Parf: Adaptive Parameter Refining for Abstract Interpretation
Zhongyi Wang, Linyu Yang, Mingshuai Chen, Yixuan Bu, Zhiyang Li, Qiuye Wang, Shengchao Qin, Xiao Yi, Jianwei Yin
TL;DR
Parf tackles the challenge of configuring abstract interpretation-based static analyzers by introducing a probabilistic, lattice-based framework that treats external parameters as random variables and adaptively refines their distributions within a time budget. It models parameters as a joint space $PS$ with base and delta components, implementing a Sample-Analyze-Refine loop that yields high-accuracy configurations, demonstrated on Frama-C/Eva and Mopsa with strong OSCS and SV-COMP results. The key contributions are the latticed parameter space formulation, the base+delta distribution design, and the incremental refinement strategy that combines incrementality and adaptivity. Practically, Parf enables automated, scalable tuning that reduces false positives and improves static analysis performance on large real-world programs.
Abstract
The core challenge in applying abstract interpretation lies in the configuration of abstraction and analysis strategies encoded by a large number of external parameters of static analysis tools. To attain low false-positive rates (i.e., accuracy) while preserving analysis efficiency, tuning the parameters heavily relies on expert knowledge and is thus difficult to automate. In this paper, we present a fully automated framework called Parf to adaptively tune the external parameters of abstract interpretation-based static analyzers.
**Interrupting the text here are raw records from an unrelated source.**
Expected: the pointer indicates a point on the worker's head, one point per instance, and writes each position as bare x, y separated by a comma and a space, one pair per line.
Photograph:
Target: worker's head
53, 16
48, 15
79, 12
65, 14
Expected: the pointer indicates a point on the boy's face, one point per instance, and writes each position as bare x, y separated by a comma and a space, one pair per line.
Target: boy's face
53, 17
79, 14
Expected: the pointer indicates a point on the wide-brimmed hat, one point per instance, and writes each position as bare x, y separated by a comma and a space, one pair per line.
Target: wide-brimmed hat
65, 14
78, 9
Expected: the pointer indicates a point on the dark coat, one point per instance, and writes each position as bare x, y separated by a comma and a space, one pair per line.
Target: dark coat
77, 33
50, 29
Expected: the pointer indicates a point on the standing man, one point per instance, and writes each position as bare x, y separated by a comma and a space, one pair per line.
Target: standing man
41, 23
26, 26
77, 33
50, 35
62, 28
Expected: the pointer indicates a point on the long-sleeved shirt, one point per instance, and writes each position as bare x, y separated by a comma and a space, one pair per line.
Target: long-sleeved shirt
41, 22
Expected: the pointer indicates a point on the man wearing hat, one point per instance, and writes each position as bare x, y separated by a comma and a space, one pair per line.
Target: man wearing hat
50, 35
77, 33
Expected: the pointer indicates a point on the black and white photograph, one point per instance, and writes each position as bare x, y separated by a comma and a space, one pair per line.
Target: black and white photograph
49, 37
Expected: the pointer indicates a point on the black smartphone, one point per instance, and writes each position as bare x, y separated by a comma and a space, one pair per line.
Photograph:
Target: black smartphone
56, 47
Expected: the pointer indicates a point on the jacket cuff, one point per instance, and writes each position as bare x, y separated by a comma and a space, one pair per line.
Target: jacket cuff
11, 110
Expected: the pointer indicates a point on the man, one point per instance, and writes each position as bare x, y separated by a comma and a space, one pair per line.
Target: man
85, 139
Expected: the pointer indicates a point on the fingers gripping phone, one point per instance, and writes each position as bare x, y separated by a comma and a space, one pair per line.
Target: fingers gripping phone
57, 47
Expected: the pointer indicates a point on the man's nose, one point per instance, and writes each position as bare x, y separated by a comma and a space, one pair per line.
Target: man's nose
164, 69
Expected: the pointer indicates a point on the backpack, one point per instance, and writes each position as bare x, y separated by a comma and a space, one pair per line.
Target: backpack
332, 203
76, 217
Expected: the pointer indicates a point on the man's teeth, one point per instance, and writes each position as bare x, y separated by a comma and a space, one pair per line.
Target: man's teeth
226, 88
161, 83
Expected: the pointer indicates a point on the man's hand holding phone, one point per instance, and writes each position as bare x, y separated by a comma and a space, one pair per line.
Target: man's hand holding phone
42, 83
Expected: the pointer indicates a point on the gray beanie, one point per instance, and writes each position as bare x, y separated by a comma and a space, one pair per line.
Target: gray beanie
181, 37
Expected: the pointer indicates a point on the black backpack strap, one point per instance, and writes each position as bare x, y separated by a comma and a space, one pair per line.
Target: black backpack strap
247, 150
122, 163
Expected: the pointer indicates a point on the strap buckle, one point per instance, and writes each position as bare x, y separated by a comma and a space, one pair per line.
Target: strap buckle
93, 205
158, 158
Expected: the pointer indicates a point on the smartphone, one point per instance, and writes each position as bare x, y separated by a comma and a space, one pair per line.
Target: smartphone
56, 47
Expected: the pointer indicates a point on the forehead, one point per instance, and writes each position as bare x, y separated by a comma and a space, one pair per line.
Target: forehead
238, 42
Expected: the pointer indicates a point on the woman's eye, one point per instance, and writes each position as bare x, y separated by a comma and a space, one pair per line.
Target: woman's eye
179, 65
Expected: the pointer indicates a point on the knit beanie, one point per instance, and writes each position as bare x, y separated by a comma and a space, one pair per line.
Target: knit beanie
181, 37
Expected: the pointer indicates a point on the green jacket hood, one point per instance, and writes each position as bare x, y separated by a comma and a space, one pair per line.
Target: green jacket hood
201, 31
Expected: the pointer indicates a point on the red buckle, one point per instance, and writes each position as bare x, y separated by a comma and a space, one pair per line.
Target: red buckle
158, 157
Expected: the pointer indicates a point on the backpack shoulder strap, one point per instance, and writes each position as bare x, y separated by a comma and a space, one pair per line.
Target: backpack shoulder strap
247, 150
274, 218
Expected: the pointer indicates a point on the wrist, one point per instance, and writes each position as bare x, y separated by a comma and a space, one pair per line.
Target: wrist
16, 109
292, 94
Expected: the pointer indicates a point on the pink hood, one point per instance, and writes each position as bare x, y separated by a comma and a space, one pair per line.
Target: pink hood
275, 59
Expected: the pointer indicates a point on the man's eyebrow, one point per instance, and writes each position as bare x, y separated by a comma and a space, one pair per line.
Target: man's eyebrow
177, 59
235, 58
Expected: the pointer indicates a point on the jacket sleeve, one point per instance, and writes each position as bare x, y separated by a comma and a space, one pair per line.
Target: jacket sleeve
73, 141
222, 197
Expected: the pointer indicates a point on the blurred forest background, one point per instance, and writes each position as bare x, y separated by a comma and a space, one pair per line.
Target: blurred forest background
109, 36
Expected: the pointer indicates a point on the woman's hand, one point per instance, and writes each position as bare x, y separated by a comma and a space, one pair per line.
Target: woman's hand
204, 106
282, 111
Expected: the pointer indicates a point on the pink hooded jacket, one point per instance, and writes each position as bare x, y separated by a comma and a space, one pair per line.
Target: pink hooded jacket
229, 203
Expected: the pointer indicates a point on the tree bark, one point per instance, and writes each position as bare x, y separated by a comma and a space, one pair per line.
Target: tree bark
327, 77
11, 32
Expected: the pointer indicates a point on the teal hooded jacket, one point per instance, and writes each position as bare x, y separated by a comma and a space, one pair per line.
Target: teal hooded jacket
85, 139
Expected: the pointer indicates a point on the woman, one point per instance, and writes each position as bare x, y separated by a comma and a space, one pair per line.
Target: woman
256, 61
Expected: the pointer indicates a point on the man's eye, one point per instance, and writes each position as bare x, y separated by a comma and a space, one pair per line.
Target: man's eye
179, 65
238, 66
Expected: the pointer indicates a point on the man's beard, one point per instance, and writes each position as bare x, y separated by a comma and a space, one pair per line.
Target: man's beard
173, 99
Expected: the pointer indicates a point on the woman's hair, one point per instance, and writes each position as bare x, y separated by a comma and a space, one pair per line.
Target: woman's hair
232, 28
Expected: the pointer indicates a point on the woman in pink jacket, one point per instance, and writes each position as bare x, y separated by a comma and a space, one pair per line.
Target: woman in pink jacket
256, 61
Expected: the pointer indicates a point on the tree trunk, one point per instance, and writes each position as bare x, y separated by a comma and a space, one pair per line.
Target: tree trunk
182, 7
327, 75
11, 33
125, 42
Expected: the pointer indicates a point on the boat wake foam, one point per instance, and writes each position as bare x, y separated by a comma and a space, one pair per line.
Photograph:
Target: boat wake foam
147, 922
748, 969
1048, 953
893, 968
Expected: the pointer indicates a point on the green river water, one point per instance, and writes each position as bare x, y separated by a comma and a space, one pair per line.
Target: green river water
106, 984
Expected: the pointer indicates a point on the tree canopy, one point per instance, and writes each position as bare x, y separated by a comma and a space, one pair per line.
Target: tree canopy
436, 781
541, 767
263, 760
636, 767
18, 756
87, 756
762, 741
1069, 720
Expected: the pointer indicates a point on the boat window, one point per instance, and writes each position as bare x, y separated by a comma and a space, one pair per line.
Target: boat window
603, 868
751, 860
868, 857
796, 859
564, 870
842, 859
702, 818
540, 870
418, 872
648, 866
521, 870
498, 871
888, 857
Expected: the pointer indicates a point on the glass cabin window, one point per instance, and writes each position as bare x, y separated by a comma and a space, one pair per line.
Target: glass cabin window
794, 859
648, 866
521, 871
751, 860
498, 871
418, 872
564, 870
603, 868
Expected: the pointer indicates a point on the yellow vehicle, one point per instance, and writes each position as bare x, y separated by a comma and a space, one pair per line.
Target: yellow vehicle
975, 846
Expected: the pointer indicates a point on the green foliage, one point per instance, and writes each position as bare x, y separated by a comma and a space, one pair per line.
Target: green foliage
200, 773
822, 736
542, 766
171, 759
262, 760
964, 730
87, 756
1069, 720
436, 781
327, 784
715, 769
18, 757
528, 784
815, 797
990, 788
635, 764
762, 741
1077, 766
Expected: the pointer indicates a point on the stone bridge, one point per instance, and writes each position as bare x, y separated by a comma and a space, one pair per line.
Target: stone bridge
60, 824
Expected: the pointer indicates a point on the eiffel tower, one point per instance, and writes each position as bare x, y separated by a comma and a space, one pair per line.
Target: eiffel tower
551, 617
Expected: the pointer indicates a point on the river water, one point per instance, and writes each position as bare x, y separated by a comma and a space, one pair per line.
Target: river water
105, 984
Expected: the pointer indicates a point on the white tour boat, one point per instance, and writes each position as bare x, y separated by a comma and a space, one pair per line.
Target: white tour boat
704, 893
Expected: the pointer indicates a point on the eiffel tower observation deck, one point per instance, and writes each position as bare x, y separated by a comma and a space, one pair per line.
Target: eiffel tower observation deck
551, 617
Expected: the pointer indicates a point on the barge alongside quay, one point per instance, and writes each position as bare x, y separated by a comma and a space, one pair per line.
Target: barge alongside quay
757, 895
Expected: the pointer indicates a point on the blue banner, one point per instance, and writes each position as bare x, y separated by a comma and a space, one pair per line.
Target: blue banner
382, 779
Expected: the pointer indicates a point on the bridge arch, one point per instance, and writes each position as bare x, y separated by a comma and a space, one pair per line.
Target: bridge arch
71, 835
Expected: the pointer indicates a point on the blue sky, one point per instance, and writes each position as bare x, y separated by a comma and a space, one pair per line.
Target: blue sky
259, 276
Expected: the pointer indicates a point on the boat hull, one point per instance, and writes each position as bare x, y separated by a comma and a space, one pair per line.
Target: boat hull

Parf models various types of parameters as random variables subject to probability distributions over latticed parameter spaces. It incrementally refines the probability distributions based on accumulated intermediate results generated by repeatedly sampling and analyzing, thereby ultimately yielding a set of highly accurate parameter settings within a given time budget. We have implemented Parf on top of Frama-C/Eva - an off-the-shelf open-source static analyzer for C programs - and compared it against the expert refinement strategy and Frama-C/Eva's official configurations over the Frama-C OSCS benchmark. Experimental results indicate that Parf achieves the lowest number of false positives on 34/37 (91.9%) program repositories with exclusively best results on 12/37 (32.4%) cases. In particular, Parf exhibits promising performance for analyzing complex, large-scale real-world programs.